Personal information
- Born: July 25, 1990 (age 35) Hamilton, Ontario, Canada
- Listed height: 6 ft 4 in (1.93 m)
- Listed weight: 230 lb (104 kg)

Career information
- University: McMaster
- CFL draft: 2013: 5th round, 44th overall pick

Career history
- 2013–2018: Saskatchewan Roughriders
- 2019–2021: Montreal Alouettes

Awards and highlights
- 47th Vanier Cup champion; 101st Grey Cup champion;
- Stats at CFL.ca

= Spencer Moore =

Canadian football player (born 1990)

Spencer Moore (born July 25, 1990) is a Canadian former professional football fullback who played for nine years in the Canadian Football League (CFL).

==University career==
Moore played CIS football for the McMaster Marauders and was part of the 47th Vanier Cup championship team.

==Professional career==
===Saskatchewan Roughriders===
Moore was drafted in the fifth round, 44th overall by the Saskatchewan Roughriders in the 2013 CFL draft and signed with the team on May 30, 2013. He was on the nine-game injured list when the Roughriders won the 101st Grey Cup.

===Montreal Alouettes===
Moore was traded to the Montreal Alouettes in December 2018 for a conditional eighth-round draft pick.

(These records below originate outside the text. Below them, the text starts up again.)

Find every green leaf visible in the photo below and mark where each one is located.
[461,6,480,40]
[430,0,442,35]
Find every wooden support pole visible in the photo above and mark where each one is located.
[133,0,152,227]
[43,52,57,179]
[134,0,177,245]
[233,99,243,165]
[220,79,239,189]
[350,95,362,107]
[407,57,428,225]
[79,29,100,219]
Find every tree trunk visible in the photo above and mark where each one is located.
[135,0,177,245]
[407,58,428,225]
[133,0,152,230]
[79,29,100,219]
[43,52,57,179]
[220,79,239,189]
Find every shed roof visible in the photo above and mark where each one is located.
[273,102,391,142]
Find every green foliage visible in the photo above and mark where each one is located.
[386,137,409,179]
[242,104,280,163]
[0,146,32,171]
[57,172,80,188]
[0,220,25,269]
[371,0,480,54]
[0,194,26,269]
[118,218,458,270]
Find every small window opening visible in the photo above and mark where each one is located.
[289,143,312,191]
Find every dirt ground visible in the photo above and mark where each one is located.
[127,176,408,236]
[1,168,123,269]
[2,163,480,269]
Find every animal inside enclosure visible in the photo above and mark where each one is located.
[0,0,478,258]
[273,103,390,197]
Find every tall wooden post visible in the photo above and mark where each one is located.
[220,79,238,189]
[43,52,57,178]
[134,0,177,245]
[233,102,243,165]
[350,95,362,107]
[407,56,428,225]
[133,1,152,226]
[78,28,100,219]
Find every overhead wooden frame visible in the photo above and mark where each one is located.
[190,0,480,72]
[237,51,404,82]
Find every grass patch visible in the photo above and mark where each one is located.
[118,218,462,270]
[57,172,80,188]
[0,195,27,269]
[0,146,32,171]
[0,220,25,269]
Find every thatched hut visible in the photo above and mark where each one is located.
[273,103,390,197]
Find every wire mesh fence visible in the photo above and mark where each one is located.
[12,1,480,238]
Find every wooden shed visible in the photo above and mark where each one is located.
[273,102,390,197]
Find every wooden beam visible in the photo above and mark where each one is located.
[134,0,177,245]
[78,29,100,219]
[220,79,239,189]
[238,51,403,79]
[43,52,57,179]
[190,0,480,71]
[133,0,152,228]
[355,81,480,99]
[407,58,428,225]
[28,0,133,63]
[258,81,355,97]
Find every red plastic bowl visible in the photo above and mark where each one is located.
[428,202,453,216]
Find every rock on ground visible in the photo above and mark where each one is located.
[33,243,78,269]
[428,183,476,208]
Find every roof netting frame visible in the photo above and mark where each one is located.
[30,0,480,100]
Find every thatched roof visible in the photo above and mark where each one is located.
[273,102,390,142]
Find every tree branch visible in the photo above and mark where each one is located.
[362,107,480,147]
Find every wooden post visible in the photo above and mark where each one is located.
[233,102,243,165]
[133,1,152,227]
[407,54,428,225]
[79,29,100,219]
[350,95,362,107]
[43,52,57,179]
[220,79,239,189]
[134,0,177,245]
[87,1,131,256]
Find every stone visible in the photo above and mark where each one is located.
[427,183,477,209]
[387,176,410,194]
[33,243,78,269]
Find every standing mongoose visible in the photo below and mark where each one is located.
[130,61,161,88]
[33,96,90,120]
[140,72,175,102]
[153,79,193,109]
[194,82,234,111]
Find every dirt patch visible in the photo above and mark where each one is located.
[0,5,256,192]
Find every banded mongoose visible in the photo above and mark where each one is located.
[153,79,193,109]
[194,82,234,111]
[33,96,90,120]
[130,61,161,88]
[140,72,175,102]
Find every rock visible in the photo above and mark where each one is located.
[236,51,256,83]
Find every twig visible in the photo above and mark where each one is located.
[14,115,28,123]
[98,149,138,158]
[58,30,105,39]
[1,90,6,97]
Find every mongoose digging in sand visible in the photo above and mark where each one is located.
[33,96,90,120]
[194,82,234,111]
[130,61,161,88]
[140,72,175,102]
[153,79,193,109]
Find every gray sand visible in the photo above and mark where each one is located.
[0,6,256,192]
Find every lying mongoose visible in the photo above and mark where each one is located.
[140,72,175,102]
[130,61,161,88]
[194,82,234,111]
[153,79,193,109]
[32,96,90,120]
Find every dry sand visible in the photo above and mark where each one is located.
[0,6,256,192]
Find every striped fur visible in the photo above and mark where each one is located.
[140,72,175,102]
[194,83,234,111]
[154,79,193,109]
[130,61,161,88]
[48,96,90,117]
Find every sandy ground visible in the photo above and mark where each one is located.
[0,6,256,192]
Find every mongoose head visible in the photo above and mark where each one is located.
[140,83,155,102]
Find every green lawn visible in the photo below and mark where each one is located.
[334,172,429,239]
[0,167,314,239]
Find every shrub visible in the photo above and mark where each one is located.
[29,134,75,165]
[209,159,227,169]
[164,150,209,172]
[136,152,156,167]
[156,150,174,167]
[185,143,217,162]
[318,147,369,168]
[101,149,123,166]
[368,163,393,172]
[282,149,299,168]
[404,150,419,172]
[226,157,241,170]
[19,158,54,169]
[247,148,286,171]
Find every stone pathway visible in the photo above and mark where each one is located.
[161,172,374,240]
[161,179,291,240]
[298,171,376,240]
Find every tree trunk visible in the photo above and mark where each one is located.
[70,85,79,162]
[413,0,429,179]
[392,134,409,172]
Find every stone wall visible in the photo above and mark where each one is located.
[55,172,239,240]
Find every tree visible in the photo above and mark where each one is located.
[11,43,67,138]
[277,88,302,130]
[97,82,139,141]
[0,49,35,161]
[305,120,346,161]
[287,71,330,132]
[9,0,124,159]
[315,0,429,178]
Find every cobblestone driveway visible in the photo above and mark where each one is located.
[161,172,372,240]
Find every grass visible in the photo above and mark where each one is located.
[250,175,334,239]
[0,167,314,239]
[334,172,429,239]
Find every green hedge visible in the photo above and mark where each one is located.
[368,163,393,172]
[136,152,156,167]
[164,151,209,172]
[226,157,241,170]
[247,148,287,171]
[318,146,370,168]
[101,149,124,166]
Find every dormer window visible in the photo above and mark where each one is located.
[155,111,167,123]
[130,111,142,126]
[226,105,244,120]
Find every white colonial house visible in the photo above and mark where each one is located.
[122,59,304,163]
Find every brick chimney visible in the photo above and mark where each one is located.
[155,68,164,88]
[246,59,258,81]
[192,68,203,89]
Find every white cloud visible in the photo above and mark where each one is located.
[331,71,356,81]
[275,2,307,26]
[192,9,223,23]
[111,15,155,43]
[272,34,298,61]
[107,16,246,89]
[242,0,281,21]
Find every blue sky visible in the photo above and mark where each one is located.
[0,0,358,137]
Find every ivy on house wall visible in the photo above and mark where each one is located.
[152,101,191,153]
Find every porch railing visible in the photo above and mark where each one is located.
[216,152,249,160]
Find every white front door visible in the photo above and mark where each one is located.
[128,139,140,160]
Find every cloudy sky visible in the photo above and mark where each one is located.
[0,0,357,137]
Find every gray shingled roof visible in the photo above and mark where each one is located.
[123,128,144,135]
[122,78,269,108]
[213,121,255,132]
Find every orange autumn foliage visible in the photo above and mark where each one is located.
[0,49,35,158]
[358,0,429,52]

He played in 16 regular season games where he had seven receptions for 54 yards and seven special teams tackles. He did not play in 2020 due to the cancellation of the 2020 CFL season.

Moore was placed on the suspended list by the Montreal Alouettes on July 6, 2021. He re-joined the team and played in seven games and had two special teams tackles and one catch for four yards. He announced his retirement on September 22, 2022.